Si des femmes immigrantes peuvent se dire pleinement montréalaises et québécoises aujourd’hui, c’est beaucoup grâce à elle.

Arrivée du Liban en 1989, elle a cofondé six ans plus tard Petites-Mains, une entreprise d’insertion professionnelle qui aide les femmes immigrantes à faire leurs premiers pas sur le marché du travail. C’est la clé de l’intégration, selon cette architecte de formation qui a dû rebâtir sa vie en arrivant ici. « Je ne parlais pas français, mes diplômes n’étaient pas reconnus, il fallait que je recommence à zéro, raconte-t-elle. Mon intégration a passé par là, par l’intégration des autres. Je me suis lancée dans ce projet qui était petit, mais avec une grande vision. »

Petit train va loin

Alors qu’elle était bénévole pour une banque alimentaire du quartier Côte-des-Neiges, elle y a rencontré sœur Denise Arsenault, de la congrégation des Sœurs de Sainte-Croix, qu’elle a convaincue de l’aider à trouver un local et des machines pour donner des cours de couture à des femmes immigrantes. C’est ainsi que Petites-Mains est née, avec 600 $ en dons et la générosité d’un propriétaire qui a accepté de leur prêter un local.

Aujourd’hui établi dans un grand immeuble du boulevard Saint-Laurent, l’organisme emploie 35 personnes, sans compter les femmes à qui il offre une formation professionnelle en couture industrielle, en cuisine (le café-resto actuellement en rénovation doit rouvrir dans quelques mois) et en bureautique, ainsi que des cours de francisation, de l’aide à la recherche d’emploi et même un service de garde par l’entremise d’un CPE de 50 places.

« Je ne peux pas travailler avec une vision à court terme. Je vais aller au fond des choses et je vais régler un problème après l’autre pour arriver au résultat escompté », dit Nahid Aboumansour, qui nous reçoit dans son bureau, égayé par les couleurs automnales du parc Jarry et les rayons de soleil de l’après-midi.

Ce résultat, c’est la pleine intégration des femmes immigrantes à la société.

PHOTO SARAH MONGEAU-BIRKETT, LA PRESSE

Nahid Aboumansour

Je ne veux pas que les femmes soient dépendantes financièrement, ni du gouvernement ni du mari ou du conjoint.
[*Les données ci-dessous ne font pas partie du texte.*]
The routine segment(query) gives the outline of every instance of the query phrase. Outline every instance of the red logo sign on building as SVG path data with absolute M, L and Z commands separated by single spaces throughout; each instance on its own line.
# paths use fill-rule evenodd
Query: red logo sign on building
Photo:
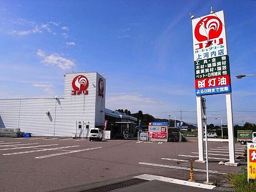
M 98 95 L 102 97 L 103 98 L 104 96 L 104 94 L 103 94 L 104 93 L 104 82 L 102 79 L 99 78 L 99 84 L 98 85 L 99 87 Z
M 215 16 L 208 16 L 197 24 L 195 28 L 195 36 L 198 41 L 204 41 L 218 38 L 222 31 L 222 23 L 220 19 Z
M 72 87 L 74 90 L 72 91 L 72 95 L 80 95 L 83 93 L 88 94 L 86 90 L 89 85 L 89 81 L 85 76 L 79 75 L 76 76 L 72 81 Z

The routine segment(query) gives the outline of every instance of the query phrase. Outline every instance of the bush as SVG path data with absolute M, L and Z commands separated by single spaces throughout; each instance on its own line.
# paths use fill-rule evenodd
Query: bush
M 227 175 L 227 177 L 235 188 L 235 192 L 256 192 L 256 182 L 254 180 L 247 181 L 247 170 L 243 168 L 242 173 L 233 173 Z

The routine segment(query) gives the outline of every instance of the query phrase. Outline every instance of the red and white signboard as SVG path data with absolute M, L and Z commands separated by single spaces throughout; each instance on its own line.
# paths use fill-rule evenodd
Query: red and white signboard
M 247 143 L 247 179 L 256 179 L 256 144 Z
M 76 76 L 72 81 L 72 95 L 81 95 L 83 93 L 88 95 L 88 91 L 87 90 L 89 85 L 89 81 L 86 77 L 84 75 L 80 75 Z
M 166 139 L 166 133 L 163 132 L 152 132 L 152 139 Z
M 192 27 L 196 95 L 231 92 L 223 11 L 192 19 Z
M 107 125 L 108 125 L 108 120 L 105 120 L 105 122 L 104 122 L 104 130 L 107 129 Z
M 227 55 L 224 12 L 192 20 L 194 61 Z

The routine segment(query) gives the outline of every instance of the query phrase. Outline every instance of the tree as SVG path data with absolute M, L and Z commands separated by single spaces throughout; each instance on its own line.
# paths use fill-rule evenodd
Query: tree
M 148 125 L 149 122 L 153 122 L 154 120 L 154 118 L 152 115 L 148 113 L 143 114 L 143 112 L 140 110 L 138 113 L 131 114 L 131 115 L 138 119 L 138 124 L 139 120 L 140 120 L 142 125 Z
M 119 112 L 120 113 L 125 114 L 127 115 L 131 115 L 131 111 L 130 111 L 128 110 L 128 109 L 125 109 L 125 110 L 124 110 L 123 109 L 119 109 L 118 110 L 116 109 L 115 111 L 117 111 Z

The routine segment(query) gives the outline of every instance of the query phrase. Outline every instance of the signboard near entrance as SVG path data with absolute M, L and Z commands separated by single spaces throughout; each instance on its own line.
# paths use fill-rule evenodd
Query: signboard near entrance
M 247 179 L 256 179 L 256 143 L 247 143 Z
M 147 136 L 148 134 L 147 132 L 143 132 L 140 133 L 140 140 L 143 141 L 146 141 L 147 140 Z
M 166 132 L 153 132 L 152 133 L 152 139 L 166 139 Z

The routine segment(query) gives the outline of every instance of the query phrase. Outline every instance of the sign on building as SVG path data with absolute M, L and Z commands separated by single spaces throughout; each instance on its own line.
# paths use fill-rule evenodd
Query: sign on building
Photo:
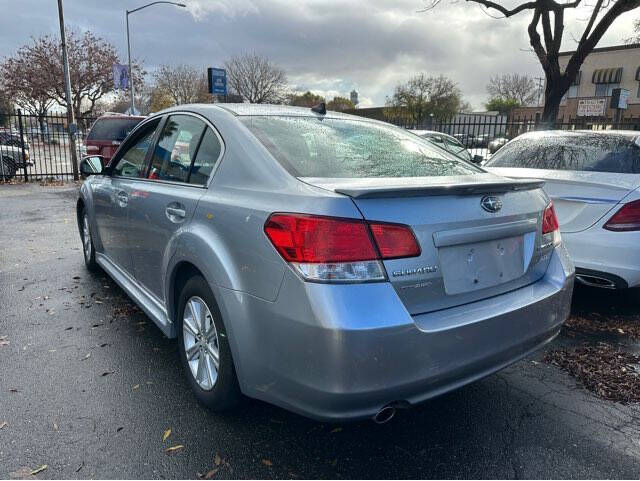
M 581 99 L 578 100 L 578 117 L 600 117 L 607 110 L 607 99 Z
M 631 92 L 629 89 L 613 89 L 611 91 L 611 108 L 612 109 L 626 109 L 629 105 L 629 95 Z
M 209 79 L 209 93 L 227 95 L 227 71 L 223 68 L 209 67 L 207 69 Z
M 129 88 L 129 67 L 119 63 L 113 64 L 113 86 L 116 90 Z

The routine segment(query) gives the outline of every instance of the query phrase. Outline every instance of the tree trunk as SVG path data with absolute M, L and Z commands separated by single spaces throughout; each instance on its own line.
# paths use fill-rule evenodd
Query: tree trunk
M 40 126 L 40 140 L 42 141 L 42 143 L 46 143 L 47 139 L 46 139 L 46 134 L 44 132 L 44 126 L 45 126 L 45 122 L 44 122 L 44 117 L 46 114 L 40 114 L 38 115 L 38 125 Z
M 547 86 L 544 92 L 544 110 L 542 111 L 541 130 L 554 129 L 558 122 L 558 112 L 562 97 L 569 90 L 569 81 L 566 76 L 547 76 Z

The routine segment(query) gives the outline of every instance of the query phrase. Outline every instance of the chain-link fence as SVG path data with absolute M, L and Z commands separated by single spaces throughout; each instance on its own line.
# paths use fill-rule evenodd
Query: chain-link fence
M 0 116 L 0 182 L 72 180 L 72 142 L 64 113 L 29 115 L 20 110 Z M 84 139 L 94 118 L 76 120 L 76 158 L 85 155 Z

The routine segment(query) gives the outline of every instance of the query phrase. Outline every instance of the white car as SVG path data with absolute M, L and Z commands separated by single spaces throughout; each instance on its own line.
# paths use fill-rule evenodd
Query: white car
M 410 132 L 429 140 L 467 162 L 480 164 L 487 158 L 485 155 L 487 149 L 467 149 L 458 139 L 449 134 L 435 130 L 410 130 Z
M 579 282 L 640 286 L 640 132 L 527 133 L 484 168 L 545 181 Z

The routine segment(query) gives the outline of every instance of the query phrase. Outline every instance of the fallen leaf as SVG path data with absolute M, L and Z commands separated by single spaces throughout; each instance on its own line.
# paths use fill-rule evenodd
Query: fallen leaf
M 31 468 L 20 468 L 9 473 L 11 479 L 27 479 L 31 476 Z
M 47 469 L 49 466 L 46 464 L 43 464 L 42 466 L 40 466 L 37 469 L 34 469 L 33 471 L 31 471 L 31 476 L 35 476 L 38 473 L 41 473 L 42 471 L 44 471 L 45 469 Z
M 220 468 L 213 468 L 211 471 L 209 471 L 207 474 L 205 474 L 202 479 L 211 479 L 211 478 L 213 478 L 219 470 L 220 470 Z
M 171 446 L 170 448 L 165 449 L 164 452 L 166 454 L 169 454 L 169 453 L 173 453 L 173 452 L 176 452 L 176 451 L 182 451 L 183 449 L 184 449 L 184 446 L 182 444 L 178 444 L 176 446 Z

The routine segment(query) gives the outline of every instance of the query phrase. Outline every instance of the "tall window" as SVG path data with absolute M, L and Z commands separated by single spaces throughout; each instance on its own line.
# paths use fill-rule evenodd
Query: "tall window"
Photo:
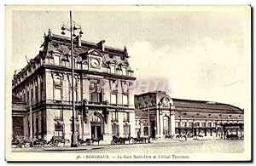
M 123 114 L 124 121 L 129 121 L 129 112 L 124 112 Z
M 55 55 L 55 65 L 59 66 L 60 65 L 60 56 L 59 55 Z
M 61 77 L 55 77 L 54 80 L 54 87 L 55 87 L 55 100 L 61 100 Z
M 193 123 L 189 123 L 189 128 L 192 128 Z
M 64 136 L 64 125 L 63 124 L 55 124 L 55 135 L 57 137 Z
M 63 119 L 63 110 L 55 109 L 55 119 Z
M 111 104 L 116 105 L 117 104 L 117 94 L 111 94 Z
M 123 75 L 126 76 L 127 75 L 127 69 L 125 67 L 122 68 Z
M 44 82 L 43 77 L 40 76 L 40 100 L 43 100 Z
M 35 90 L 36 90 L 36 102 L 35 103 L 38 103 L 38 82 L 36 81 L 36 86 L 35 86 Z
M 70 124 L 70 131 L 73 132 L 72 123 Z M 75 132 L 79 135 L 79 124 L 75 124 Z
M 182 127 L 187 127 L 187 123 L 186 122 L 183 122 Z
M 101 122 L 101 119 L 98 116 L 96 116 L 96 115 L 93 115 L 91 117 L 90 117 L 90 122 L 96 122 L 96 123 L 100 123 Z
M 33 97 L 34 97 L 34 88 L 33 88 L 33 84 L 32 83 L 31 84 L 31 103 L 32 103 L 32 105 L 33 105 L 34 103 L 33 103 Z
M 118 112 L 111 112 L 111 117 L 112 117 L 112 121 L 118 121 Z
M 179 123 L 175 123 L 175 127 L 179 127 Z
M 102 92 L 98 91 L 98 86 L 96 83 L 90 83 L 90 101 L 99 103 L 102 101 Z
M 128 137 L 131 135 L 131 126 L 129 124 L 124 125 L 124 136 Z
M 128 105 L 128 95 L 123 94 L 123 105 Z
M 146 126 L 146 127 L 144 127 L 144 135 L 145 136 L 148 136 L 148 126 Z
M 213 123 L 213 126 L 212 127 L 216 127 L 217 125 L 217 123 Z
M 164 117 L 164 135 L 169 134 L 169 117 L 165 116 Z
M 112 135 L 119 135 L 119 124 L 112 124 Z
M 55 100 L 61 100 L 61 89 L 60 89 L 60 88 L 55 89 Z
M 111 73 L 115 73 L 115 66 L 113 65 L 110 65 L 110 72 Z

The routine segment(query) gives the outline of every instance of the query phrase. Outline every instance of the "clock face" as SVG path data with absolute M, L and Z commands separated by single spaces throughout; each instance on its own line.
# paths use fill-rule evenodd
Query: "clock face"
M 99 66 L 100 66 L 100 60 L 98 59 L 96 59 L 96 58 L 91 58 L 91 60 L 90 60 L 90 66 L 93 68 L 99 68 Z

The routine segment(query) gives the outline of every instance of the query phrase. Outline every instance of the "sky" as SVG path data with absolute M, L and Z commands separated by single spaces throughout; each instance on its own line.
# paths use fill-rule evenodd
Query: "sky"
M 250 108 L 250 9 L 246 7 L 83 8 L 73 18 L 83 40 L 127 48 L 137 80 L 164 80 L 172 98 Z M 12 13 L 12 63 L 35 57 L 48 29 L 61 34 L 69 12 Z

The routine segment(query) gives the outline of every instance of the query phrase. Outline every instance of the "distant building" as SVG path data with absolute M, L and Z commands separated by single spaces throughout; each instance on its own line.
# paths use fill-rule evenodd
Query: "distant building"
M 228 104 L 174 99 L 156 91 L 135 95 L 135 108 L 137 136 L 148 135 L 148 131 L 154 138 L 243 135 L 244 111 Z
M 32 128 L 32 138 L 71 138 L 70 43 L 70 38 L 49 31 L 43 49 L 14 76 L 13 94 L 26 106 L 17 113 L 13 101 L 13 135 L 30 137 Z M 75 129 L 79 139 L 103 137 L 110 141 L 115 135 L 135 136 L 134 94 L 127 87 L 136 77 L 127 50 L 104 43 L 81 41 L 80 36 L 74 39 Z M 108 90 L 102 89 L 102 83 L 109 85 Z M 23 129 L 19 130 L 15 123 L 21 118 Z

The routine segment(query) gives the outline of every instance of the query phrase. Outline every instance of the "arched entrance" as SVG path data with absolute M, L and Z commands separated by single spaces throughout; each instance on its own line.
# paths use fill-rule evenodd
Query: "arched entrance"
M 163 117 L 163 135 L 170 135 L 170 118 L 167 116 Z
M 102 118 L 94 113 L 90 118 L 90 134 L 92 139 L 102 138 L 103 136 L 103 122 Z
Parce que tant et aussi longtemps qu’on est dépendant financièrement, on n’a pas notre liberté. Je me bats chaque jour pour ramener cette liberté à ces femmes-là.

Nahid Aboumansour, cofondatrice de Petites-Mains

Depuis 27 ans, elle estime à « des milliers » le nombre de femmes que Petites-Mains a aidées.

« Ce que j’aime ici, au Canada, au Québec ou à Montréal, c’est qu’une fois que tu montres tes compétences, que tu es capable, les gens vont te faire confiance. »

Politisée, elle a suivi de près la campagne électorale. Le portrait négatif que certains ont fait des immigrants, notamment le ministre sortant du Travail, de l’Emploi et de l’Immigration, Jean Boulet, qui a déclaré que « 80 % des immigrants s’en vont à Montréal, ne travaillent pas, ne parlent pas français ou n’adhèrent pas aux valeurs de la société québécoise », l’ont choquée. Des propos erronés pour lesquels il s’est par la suite excusé.

« Après ça, j’ai entendu : “Oh, tu viens ici pour rester à la maison, pour ne rien faire, tu fais partie du 80 %.” C’est devenu comme une joke, une blague pas plaisante. C’est décevant pour la communauté immigrante. Si un jour, un jour seulement, la communauté immigrante disait “on reste à la maison, on ne va pas aller travailler”, on verrait l’impact que ça aurait. »

Se donner sans compter

On ne peut certes pas accuser Nahid Aboumansour, mère de quatre enfants aujourd’hui devenus grands, de s’être tourné les pouces depuis son arrivée au pays. « Je n’ai pas compté mes heures, je n’ai pas compté mes vacances. »

Elle ne compte pas son temps non plus quand vient le temps de parler de sa mission. « Parfois, on me dit : “Venez faire une conférence, on va vous donner dix minutes et quart !” Non. Quand je parle de Petites-Mains, c’est une passion. »

Une passion qui lui a valu un doctorat honoris causa, remis par l’Université TÉLUQ le 9 octobre dernier aux côtés de... Gilles Vigneault. Comme un symbole fort du succès de son intégration.